= Ralph Misener =

Canadian businessperson (1908–1997)

Ralph Scott Misener (September 5, 1908 – February 16, 1997) was a Canadian business executive who was the president of Scott Misener Steamships and the Winnipeg Blue Bombers and a founder of Winnipeg's first privately owned television station, CJAY-TV.

==Biography==
Misener was born in Sarnia on September 5, 1908. His parents were Robert Scott and Olive Elizabeth (Glass) Misener. He attended the Sarnia Collegiate Institute and Technical School and the University of Western Ontario and was a member of the football team at both schools. In 1934, Misener moved to Winnipeg to work for his family's shipping business – Consolidated Shipping. During World War II, he began working for another family company – Scott Misener Steamships.

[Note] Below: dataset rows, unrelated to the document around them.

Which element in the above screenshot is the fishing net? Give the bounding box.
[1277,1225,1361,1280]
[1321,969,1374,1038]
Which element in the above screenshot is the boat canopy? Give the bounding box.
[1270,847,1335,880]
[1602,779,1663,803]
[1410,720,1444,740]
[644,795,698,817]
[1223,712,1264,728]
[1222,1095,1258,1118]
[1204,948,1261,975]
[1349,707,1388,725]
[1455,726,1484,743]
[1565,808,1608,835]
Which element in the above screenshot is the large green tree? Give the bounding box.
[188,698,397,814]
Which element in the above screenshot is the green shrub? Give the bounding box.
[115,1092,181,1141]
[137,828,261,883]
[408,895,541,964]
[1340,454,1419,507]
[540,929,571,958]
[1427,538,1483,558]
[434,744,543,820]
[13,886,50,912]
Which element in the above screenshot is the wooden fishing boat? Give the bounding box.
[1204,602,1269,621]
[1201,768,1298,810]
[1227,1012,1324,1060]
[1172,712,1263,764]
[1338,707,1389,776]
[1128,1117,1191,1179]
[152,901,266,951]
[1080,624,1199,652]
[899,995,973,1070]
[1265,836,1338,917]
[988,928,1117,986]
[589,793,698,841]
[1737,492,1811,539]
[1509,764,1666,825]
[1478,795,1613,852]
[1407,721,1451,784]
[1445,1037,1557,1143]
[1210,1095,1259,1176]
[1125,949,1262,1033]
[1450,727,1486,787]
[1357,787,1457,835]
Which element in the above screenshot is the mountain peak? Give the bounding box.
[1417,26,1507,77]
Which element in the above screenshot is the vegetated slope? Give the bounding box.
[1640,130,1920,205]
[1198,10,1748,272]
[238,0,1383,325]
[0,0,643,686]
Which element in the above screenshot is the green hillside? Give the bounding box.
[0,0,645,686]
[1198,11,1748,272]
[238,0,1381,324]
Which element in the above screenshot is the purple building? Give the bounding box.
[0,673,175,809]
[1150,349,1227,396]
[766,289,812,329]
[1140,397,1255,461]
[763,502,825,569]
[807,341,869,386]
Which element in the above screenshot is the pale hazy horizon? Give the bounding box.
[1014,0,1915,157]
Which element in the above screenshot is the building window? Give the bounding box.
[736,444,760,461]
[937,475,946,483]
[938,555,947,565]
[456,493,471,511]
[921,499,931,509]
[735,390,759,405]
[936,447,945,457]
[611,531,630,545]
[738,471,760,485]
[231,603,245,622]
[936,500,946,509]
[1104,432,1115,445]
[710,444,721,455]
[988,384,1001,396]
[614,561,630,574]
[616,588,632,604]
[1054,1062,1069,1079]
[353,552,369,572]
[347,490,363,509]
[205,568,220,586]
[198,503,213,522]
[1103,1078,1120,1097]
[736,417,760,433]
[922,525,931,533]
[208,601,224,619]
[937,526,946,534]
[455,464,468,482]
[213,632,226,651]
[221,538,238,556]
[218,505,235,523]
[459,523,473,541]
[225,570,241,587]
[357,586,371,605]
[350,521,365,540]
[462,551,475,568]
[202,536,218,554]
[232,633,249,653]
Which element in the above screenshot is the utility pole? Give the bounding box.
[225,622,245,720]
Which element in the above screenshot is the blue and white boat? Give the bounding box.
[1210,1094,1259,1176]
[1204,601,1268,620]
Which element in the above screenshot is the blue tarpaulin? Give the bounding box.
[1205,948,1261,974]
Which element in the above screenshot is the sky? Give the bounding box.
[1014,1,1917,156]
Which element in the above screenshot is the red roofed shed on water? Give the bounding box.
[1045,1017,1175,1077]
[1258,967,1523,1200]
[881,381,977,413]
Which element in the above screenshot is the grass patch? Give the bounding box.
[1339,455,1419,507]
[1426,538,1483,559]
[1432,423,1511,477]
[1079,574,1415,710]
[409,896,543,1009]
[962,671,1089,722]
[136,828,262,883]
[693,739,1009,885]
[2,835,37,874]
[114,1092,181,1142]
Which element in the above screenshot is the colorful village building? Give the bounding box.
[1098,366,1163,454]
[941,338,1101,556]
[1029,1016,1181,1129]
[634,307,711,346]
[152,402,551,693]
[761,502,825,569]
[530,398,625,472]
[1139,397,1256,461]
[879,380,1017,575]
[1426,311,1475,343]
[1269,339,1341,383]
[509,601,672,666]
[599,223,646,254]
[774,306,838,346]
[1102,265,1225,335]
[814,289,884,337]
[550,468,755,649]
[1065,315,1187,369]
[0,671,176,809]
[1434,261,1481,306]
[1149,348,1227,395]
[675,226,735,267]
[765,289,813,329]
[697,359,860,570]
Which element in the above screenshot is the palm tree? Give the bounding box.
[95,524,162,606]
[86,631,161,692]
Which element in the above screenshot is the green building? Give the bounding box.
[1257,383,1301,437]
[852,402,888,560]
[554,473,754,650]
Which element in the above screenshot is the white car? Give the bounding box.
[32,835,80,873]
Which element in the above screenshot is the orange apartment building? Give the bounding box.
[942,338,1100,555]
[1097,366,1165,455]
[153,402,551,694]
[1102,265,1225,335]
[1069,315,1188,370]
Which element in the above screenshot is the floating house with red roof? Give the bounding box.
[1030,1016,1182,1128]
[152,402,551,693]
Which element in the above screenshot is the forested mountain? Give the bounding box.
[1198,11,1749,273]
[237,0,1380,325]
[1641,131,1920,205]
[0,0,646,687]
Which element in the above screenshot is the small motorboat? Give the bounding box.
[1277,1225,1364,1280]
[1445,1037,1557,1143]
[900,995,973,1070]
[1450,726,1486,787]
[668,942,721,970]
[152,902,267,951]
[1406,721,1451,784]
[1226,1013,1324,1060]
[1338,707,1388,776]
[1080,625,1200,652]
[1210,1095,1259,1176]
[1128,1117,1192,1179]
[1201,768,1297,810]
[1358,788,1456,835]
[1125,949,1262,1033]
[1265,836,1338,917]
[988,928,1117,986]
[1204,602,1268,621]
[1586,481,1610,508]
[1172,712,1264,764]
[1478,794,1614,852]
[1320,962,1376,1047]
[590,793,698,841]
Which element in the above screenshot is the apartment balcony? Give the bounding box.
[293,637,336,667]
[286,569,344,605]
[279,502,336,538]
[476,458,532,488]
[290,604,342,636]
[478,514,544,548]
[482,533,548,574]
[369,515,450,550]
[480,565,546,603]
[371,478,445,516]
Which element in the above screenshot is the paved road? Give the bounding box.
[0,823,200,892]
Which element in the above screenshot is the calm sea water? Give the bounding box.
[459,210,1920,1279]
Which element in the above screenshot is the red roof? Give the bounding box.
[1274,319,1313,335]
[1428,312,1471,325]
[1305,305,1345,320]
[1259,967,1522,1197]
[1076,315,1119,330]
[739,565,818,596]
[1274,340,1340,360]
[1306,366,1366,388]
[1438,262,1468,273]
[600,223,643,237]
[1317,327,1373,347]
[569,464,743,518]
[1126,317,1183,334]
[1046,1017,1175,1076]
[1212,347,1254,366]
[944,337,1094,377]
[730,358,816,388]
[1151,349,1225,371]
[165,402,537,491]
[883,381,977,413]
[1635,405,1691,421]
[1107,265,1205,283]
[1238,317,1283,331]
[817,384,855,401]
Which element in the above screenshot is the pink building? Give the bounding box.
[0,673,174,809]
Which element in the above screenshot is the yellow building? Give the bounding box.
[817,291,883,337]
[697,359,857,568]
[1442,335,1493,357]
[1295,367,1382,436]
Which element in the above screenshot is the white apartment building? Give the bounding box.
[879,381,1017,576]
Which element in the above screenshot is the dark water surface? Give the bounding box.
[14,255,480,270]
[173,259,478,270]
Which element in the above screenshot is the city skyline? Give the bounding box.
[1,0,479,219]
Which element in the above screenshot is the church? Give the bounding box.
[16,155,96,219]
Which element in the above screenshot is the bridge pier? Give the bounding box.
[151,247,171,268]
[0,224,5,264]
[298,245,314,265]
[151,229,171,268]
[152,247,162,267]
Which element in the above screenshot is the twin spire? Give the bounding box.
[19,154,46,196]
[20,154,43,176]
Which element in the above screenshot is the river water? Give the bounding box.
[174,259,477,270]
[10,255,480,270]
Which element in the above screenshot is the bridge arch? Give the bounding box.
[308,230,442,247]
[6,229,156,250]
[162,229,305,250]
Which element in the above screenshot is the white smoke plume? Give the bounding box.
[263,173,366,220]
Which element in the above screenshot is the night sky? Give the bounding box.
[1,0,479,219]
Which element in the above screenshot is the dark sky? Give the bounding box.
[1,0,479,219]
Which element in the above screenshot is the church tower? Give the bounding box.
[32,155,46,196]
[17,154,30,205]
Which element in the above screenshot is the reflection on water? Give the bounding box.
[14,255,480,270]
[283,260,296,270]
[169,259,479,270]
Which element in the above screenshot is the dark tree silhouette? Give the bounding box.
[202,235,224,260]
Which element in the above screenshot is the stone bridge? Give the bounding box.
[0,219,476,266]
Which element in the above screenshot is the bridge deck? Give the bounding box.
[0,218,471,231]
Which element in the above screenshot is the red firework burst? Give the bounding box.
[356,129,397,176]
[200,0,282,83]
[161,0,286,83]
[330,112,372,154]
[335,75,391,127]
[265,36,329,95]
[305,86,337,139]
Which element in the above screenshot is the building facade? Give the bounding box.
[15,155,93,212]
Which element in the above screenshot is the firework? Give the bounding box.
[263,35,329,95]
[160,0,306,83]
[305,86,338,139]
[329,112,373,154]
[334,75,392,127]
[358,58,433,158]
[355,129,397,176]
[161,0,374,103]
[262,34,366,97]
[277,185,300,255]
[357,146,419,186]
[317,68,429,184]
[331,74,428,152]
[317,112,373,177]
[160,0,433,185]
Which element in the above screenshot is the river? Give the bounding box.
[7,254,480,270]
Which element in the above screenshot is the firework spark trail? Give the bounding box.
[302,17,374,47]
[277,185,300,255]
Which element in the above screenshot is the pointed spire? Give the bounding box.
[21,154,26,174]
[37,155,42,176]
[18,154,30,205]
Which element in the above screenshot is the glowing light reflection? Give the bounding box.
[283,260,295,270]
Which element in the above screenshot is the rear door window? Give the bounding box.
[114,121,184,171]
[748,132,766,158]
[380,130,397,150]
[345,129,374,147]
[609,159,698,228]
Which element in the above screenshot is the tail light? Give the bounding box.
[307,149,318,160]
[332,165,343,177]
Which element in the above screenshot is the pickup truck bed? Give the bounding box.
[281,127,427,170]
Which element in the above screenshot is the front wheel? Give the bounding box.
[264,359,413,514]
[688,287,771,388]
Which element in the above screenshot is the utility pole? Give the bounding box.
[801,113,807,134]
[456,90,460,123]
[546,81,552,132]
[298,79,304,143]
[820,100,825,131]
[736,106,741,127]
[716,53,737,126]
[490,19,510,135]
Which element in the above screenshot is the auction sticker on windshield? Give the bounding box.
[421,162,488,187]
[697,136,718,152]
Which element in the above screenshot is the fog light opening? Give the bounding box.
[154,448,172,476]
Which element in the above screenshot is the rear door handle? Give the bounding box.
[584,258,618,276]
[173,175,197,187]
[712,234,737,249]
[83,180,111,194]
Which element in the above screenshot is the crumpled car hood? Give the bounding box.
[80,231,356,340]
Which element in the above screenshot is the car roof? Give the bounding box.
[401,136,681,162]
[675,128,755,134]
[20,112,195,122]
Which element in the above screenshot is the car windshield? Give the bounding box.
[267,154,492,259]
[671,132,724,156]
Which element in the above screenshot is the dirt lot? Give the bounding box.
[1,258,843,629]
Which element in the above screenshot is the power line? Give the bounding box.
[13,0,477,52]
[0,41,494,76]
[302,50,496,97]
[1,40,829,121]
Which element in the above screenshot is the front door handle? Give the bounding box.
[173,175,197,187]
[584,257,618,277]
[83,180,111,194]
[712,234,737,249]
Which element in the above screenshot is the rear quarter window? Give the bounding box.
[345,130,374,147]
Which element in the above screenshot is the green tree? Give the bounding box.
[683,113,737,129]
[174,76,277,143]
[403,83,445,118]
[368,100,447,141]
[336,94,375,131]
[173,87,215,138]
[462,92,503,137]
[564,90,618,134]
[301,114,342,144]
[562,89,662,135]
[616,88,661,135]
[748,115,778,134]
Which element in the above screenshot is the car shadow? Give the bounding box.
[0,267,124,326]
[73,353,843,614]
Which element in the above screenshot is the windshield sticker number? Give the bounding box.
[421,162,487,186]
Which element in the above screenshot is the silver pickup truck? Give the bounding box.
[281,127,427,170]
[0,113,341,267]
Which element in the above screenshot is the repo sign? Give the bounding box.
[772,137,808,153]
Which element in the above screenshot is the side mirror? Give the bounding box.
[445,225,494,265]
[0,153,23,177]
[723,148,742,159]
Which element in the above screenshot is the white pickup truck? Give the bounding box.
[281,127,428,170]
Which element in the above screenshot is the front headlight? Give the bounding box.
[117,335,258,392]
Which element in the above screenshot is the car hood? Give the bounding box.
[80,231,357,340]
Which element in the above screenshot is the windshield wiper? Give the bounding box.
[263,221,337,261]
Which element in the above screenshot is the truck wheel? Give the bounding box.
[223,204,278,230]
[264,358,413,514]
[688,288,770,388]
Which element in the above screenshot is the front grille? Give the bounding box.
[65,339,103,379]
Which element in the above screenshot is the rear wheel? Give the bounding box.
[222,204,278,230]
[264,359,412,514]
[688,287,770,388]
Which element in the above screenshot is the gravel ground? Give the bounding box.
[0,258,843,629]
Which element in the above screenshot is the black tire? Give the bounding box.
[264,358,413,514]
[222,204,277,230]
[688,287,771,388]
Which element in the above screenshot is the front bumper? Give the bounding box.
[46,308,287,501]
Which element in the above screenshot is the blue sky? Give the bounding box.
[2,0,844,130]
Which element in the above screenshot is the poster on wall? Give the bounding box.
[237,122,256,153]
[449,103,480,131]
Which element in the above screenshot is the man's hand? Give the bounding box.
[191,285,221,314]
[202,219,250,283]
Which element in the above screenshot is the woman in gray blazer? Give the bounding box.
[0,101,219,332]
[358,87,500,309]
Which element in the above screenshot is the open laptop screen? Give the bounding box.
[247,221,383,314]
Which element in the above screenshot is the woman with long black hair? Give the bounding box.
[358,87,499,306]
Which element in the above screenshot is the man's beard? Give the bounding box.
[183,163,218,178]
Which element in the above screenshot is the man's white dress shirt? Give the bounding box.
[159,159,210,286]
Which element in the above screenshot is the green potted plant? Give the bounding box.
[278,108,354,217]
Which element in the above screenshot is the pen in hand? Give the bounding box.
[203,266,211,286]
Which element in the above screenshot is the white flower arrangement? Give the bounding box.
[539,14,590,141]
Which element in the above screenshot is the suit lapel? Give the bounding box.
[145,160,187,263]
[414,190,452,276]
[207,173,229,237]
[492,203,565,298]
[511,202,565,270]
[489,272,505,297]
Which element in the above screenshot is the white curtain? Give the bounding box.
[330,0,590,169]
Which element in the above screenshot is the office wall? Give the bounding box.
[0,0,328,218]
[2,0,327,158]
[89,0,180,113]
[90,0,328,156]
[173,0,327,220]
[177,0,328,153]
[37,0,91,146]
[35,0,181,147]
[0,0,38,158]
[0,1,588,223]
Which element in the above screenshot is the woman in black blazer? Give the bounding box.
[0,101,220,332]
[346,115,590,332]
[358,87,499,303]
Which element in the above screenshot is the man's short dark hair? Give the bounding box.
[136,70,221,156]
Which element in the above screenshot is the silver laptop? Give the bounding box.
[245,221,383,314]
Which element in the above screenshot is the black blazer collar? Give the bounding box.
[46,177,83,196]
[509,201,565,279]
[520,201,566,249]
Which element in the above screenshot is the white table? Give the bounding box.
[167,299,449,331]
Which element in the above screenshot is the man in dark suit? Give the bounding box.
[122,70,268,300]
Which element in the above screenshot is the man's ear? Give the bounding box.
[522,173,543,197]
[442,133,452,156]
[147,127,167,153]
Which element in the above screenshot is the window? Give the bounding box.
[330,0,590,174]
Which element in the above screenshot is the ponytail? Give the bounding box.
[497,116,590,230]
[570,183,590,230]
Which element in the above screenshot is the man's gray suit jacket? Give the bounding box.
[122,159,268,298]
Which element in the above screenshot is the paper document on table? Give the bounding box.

Misener was president of the Winnipeg Blue Bombers from 1950 to 1951 and again from 1954 to 1955. He was a founder of the Winnipeg Enterprises Corporation, a non-profit which constructed, owned, and operated Winnipeg Stadium and Winnipeg Arena. From 1958 to 1962, he served as the organization's president. In 1956, Misener helped lead an unsuccessful effort to get Sarnia a franchise in the Interprovincial Rugby Football Union.

In 1960, the Board of Broadcast Governors granted the licences for Canada's first privately owned and Misener was awarded the licence for Winnipeg. CJAY-TV launched on November 12, 1960. In 1961, he was elected president of the Independent Television Organization, a liaison body for the county's eight independent television stations. In 1973, one of Misener's partners, Moffat Communications, acquired full control of the station.

He became the president of Scott Misener Steamships following his father's death in 1963. In 1968, the company launched the M. V. Ralph Misener, the world's largest lake freighter. That same year, he moved to St. Catharines. His son, Scott A. Misener, took over as president in 1978, but Misener remained involved with the business, which was renamed Misener Transportation in 1978, through the 1980s. It was sold in 1994.

Misener also served as a director of Trans-Canada Air Lines and Saint Boniface Hospital and president of the Canadian National Institute for the Blind and the Dominion Marine Association. In 1980, he chaired the Seaway Task Force, a committee formed by the government of Ontario to recommend changes to marine transportation policy. From 1980 to 1985, he was chancellor of Brock University.

Misener died on February 16, 1997, at his home in St. Catharines.